Maybe you can print this article out, and put a copy in her locker and one on the bulletin board. Here is the link. https://allnurses.com/nursing-articles/the-language-pain-265828.html

Specializes in Cardiac Telemetry, ED.

Yes, I am horrified. My understanding is that pancreatitis can be excruciating, and I would never EVER question a patient with this diagnosis about their need for pain medication! Getting their pain under control would be one of my nursing priorities, and I'd be working very hard to do that. The gall of that nurse!

Specializes in Community Health, Med-Surg, Home Health.

My nursing supervisor suffers from acute attacks of pancreatitis often enough for me to know if this nurse said something to her, we would be talking about attending a funeral. She used to have pain so bad that she would cry like a baby (normally, she was one tough cookie! No one messed with HER!:D) I'll bet if I showed her this thread, she would get the blood hounds out.

I asked for versed, which he finally ordered, so as I was drawing up the versed the patient asked what it was and I told him it was stronger than dilaudid, and he would feel better soon, to which he replied "THERE"S NOTHING STRONGER THAN DILAUDID

Whaaaat?

How often does this happen? This can't be legal, is it? I am really curious to know because I'm still learning, and if this is accepted practice, I think there's a huge problem with that!

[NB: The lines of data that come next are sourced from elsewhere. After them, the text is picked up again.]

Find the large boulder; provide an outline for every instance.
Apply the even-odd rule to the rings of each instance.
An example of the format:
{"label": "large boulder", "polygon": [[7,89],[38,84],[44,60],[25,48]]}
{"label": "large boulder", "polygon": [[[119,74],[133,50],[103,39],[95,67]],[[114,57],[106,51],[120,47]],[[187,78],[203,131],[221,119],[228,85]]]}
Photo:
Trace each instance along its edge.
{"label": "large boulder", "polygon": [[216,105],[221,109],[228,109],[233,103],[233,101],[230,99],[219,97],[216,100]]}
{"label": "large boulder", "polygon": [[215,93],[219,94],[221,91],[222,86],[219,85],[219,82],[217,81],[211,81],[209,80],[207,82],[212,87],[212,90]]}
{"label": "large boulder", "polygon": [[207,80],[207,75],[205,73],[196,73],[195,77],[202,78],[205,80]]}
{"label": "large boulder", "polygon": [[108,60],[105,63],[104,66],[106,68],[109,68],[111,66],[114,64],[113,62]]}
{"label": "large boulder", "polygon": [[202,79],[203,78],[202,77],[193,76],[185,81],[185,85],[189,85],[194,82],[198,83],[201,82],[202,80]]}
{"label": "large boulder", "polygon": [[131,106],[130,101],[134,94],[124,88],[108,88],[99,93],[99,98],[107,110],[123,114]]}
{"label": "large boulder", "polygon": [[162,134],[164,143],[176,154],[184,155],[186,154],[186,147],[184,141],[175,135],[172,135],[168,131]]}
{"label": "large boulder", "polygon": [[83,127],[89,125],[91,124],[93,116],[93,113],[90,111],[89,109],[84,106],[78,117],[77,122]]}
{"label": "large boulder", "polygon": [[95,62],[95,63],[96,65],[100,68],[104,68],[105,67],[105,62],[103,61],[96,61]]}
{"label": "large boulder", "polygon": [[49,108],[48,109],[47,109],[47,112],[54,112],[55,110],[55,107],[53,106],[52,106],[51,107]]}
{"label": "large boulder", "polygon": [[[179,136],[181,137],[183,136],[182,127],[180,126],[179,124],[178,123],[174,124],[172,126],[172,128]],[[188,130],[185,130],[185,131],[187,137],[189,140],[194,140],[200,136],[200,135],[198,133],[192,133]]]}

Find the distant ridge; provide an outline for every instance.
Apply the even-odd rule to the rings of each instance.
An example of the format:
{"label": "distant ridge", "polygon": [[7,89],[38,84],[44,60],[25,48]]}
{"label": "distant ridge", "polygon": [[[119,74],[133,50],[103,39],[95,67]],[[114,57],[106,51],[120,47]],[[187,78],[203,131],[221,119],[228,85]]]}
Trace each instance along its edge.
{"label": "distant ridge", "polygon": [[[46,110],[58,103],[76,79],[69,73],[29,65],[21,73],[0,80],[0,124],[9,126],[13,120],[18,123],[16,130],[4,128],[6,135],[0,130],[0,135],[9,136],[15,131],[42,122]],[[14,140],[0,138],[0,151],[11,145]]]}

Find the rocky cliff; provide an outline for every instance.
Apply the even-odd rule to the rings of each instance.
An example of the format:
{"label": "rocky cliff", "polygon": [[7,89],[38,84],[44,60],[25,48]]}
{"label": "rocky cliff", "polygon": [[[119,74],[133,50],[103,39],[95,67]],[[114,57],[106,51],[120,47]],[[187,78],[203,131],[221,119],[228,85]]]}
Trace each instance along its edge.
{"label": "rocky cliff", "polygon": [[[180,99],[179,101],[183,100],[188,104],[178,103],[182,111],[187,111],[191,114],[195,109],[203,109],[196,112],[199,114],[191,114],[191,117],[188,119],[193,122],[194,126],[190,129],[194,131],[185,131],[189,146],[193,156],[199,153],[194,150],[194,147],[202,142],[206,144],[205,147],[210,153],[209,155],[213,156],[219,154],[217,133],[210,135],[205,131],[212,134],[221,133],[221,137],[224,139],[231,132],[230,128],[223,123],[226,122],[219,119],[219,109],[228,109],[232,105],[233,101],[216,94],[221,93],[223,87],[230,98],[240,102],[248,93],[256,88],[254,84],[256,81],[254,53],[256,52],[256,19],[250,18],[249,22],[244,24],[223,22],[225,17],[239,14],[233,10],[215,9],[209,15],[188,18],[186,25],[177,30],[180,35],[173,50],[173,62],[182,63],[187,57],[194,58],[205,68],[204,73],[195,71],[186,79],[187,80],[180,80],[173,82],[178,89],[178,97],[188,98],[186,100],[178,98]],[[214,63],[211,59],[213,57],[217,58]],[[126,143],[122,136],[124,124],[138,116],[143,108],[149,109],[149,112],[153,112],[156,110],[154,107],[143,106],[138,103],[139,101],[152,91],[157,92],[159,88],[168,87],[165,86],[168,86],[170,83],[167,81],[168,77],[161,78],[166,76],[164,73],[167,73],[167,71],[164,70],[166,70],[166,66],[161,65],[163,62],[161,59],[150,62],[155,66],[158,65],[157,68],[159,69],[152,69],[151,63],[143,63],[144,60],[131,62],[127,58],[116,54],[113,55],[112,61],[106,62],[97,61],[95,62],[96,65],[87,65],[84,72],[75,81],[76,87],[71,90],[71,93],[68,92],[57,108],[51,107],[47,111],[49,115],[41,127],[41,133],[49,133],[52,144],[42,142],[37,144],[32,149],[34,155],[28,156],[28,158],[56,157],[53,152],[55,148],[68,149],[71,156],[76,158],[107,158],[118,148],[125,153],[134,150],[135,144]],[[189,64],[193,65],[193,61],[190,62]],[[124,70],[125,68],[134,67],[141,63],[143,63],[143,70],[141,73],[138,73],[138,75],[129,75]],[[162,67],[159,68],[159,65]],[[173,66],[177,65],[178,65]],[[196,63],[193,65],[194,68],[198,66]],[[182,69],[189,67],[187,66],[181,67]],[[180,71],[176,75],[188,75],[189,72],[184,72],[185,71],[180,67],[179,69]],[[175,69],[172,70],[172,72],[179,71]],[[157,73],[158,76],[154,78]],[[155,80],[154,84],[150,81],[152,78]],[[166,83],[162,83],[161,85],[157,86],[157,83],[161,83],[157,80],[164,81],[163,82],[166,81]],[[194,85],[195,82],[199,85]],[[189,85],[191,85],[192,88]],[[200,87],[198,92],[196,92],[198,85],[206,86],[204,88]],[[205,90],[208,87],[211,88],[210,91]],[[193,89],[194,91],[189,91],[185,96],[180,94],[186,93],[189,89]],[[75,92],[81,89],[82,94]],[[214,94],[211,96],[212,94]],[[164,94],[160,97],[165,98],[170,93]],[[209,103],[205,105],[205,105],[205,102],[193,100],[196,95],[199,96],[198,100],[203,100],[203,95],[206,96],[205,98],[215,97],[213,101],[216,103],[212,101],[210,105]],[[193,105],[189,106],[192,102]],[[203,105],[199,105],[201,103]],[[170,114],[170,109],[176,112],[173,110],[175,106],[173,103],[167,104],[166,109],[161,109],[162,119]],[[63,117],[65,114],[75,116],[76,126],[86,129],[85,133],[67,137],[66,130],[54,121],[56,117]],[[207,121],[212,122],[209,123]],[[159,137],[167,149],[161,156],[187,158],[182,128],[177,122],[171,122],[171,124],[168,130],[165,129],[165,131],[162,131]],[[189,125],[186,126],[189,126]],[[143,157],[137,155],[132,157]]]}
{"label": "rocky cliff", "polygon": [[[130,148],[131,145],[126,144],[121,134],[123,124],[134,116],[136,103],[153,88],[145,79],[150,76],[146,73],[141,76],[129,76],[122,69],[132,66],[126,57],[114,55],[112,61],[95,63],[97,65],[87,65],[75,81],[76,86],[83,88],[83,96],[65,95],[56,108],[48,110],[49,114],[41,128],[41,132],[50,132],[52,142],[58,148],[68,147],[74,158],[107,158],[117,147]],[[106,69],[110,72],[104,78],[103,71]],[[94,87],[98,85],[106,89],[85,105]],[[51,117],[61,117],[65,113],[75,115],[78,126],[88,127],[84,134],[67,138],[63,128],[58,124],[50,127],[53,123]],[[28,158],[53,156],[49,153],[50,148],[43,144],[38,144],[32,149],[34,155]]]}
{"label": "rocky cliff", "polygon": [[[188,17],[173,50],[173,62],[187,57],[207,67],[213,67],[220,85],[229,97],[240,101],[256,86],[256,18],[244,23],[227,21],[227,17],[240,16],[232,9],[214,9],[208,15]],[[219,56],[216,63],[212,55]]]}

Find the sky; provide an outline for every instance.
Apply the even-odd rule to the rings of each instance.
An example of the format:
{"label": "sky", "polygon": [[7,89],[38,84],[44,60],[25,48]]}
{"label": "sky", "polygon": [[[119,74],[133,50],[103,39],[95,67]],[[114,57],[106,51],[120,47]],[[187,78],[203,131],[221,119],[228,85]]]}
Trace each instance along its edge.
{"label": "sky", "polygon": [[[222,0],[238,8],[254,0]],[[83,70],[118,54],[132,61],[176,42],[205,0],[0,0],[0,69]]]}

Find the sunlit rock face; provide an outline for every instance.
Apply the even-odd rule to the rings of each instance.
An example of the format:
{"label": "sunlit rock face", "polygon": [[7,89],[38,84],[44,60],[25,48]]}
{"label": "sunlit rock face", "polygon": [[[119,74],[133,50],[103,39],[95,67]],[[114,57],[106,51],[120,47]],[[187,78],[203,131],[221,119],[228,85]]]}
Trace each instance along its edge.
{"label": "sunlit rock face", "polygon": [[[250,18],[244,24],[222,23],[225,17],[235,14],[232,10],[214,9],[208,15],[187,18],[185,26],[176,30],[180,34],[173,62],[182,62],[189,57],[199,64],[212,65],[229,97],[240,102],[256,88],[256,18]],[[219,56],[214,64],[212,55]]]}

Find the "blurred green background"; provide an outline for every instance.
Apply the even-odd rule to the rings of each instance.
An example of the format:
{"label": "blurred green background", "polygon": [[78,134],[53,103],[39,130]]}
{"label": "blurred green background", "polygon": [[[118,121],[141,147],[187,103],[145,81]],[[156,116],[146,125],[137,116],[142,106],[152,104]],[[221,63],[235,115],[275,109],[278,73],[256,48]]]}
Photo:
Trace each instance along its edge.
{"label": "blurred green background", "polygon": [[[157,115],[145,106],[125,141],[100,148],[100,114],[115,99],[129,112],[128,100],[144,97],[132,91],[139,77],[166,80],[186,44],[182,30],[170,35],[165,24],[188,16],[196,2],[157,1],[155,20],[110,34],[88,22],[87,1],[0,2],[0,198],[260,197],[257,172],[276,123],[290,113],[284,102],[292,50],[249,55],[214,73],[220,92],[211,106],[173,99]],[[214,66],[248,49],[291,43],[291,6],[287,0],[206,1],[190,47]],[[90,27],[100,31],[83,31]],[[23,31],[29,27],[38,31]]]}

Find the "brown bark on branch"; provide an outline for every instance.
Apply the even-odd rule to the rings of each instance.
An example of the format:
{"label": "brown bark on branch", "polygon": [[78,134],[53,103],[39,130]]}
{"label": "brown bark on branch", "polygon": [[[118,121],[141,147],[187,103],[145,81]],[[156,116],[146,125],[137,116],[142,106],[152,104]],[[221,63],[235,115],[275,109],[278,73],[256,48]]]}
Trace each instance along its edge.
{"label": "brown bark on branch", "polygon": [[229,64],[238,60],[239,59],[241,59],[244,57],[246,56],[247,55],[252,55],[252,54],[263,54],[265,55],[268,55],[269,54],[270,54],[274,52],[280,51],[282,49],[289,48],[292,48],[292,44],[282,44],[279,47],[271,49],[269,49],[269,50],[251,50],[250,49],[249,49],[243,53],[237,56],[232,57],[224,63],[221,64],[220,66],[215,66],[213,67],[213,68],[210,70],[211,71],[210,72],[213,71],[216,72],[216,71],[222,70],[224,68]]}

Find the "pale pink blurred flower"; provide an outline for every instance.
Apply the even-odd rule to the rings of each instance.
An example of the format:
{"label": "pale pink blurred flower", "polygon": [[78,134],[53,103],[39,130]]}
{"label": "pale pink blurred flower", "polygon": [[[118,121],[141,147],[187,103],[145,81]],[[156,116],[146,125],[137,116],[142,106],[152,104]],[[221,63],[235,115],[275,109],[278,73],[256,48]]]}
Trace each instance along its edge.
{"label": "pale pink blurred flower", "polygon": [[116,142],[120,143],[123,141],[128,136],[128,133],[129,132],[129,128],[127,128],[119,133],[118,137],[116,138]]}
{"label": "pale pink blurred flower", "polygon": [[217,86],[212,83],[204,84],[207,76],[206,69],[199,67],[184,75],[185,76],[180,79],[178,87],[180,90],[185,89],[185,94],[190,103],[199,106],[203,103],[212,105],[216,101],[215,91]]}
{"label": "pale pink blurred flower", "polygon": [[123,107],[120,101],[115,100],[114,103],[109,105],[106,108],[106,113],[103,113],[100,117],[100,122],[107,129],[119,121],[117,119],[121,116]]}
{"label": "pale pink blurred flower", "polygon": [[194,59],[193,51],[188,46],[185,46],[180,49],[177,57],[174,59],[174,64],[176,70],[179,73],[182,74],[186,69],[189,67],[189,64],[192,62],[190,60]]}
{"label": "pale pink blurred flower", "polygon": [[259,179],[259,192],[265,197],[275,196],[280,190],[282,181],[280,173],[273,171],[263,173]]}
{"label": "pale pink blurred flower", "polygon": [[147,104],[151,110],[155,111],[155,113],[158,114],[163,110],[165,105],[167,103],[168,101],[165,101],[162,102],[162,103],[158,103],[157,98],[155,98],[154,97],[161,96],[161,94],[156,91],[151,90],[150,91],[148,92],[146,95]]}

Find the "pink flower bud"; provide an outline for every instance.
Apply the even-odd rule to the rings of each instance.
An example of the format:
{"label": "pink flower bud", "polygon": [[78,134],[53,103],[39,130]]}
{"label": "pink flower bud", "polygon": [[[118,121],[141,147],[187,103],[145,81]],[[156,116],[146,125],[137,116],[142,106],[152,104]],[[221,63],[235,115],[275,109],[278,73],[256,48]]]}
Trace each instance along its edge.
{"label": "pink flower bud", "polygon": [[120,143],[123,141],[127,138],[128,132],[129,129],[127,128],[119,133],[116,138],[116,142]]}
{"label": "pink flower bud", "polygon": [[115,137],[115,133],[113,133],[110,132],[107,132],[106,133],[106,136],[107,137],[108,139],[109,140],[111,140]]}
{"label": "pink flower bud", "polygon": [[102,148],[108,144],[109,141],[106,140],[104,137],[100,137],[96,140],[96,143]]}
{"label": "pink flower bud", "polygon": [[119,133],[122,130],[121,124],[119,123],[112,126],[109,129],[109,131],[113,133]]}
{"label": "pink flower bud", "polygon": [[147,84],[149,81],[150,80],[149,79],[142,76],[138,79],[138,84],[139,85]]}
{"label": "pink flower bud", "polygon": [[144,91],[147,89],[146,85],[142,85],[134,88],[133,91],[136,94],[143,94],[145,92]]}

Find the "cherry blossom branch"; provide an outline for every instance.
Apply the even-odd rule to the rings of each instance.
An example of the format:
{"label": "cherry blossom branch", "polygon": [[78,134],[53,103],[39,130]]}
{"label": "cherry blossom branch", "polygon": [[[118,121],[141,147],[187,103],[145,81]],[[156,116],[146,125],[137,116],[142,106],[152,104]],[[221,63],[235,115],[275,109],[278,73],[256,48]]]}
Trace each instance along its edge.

There are so many people in this world that are misinformed and when they open their mouth you can usually figure out the depth of the ignorance they have. But info is needed for your know everythingg nurse. First off pancreatitis is very painful it hurts like the dickens, hence the dilaudid order. Second off when the patients starts puking and they will, the phenergan is really needed as well.

Now the part about the drug addiction B.S. Even if the patient is a drug addict it is non of the nurses bizness, the nurses job is to follow orders and not make judgements on people they don't know. If they want to talk about it they will. they make programs for folks like the nurse. It is called Al-Anon. they will tell you, anothers addiction is just that, their problem and not hers. and for the addict it is called Na OR aa. The best and only way to approach a using drug addict is just as easy. You say "If you think there might be a problem Check out AA or NA." thats it, nothing more and walk away. It is like planting a seed. If they aren't an addict they will not think twice about it If they are they know where to go.

Bottom line you can't drag a horse to water and make it drink.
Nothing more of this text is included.